Post
Topic
Board Altcoin Discussion
Re: Dash: The Future Internet Of Money?
by
volyova
on 14/04/2016, 22:18:17 UTC
The 45% to masternodes is very profitable at the mo, a bit over 10% a year and the outlay is about $5 a month for a mediocre VPS but hardware requirements will go up significantly with third tier services. The potential capacity of the second tier is huge, thousands of transactions a second in its current state and an easy path to tens of thousands and on top of that it has to handle online wallets, the distributed API, storage and plenty more as time goes on. It won't be a free ride, the returns are extremely profitable at the mo but it'll need top end hardware if/when it needs full capacity.

That should take a while though, for now it's getting a lot of interest as a means of funding third party services. One of the fiat gateway providers is using it to provide free and zero charge fiat debit cards, there's a few gaming sites planning on using the same funding model, it's getting a lot of ideas along those lines. The 10% into development is a no-brainer, that's getting people on board too quickly to keep track of and v2 of the budget system can't come quickly enough, it's getting out of hand Smiley That should be out with v0.12.1 in a few months and some of the features should be available to regular users.

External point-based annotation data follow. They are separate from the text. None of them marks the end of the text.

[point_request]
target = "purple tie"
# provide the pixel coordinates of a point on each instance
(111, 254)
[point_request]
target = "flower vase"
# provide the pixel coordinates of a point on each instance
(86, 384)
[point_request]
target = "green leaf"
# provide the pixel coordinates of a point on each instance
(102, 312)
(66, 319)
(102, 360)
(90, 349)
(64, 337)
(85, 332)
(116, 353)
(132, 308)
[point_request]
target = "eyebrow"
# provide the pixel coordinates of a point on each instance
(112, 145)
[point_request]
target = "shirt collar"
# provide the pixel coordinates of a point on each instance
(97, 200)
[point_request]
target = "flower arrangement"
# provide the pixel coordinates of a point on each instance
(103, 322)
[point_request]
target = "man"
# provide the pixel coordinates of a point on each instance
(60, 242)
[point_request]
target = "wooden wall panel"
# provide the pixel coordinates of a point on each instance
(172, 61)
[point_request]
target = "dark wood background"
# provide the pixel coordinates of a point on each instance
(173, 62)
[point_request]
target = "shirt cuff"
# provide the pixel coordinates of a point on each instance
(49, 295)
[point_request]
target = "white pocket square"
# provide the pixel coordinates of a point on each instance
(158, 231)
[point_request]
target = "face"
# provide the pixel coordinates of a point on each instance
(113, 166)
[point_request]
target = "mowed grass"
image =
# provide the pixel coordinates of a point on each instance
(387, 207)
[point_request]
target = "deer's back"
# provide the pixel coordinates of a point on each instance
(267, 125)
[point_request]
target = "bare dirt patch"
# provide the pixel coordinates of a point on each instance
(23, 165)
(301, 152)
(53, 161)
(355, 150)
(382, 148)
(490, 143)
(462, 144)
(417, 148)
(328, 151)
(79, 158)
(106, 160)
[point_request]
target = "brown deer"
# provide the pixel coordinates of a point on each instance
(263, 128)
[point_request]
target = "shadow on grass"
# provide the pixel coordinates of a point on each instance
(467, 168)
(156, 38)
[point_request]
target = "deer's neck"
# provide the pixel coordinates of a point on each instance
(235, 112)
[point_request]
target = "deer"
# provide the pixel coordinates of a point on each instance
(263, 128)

So what you are saying is that the masternodes are (and more importantly have been for the last year or more) a redistribution scheme that further concentrates coins with instaminers and early adopters, since their costs have been negligible. Later, possibly, costs will be higher and no one else will ever have the same opportunity.

Thank you for confirming that.

I got nothin'.
Crypto was meant to be fair. Dash is unfair to new investors. How can this last, nevermind scale?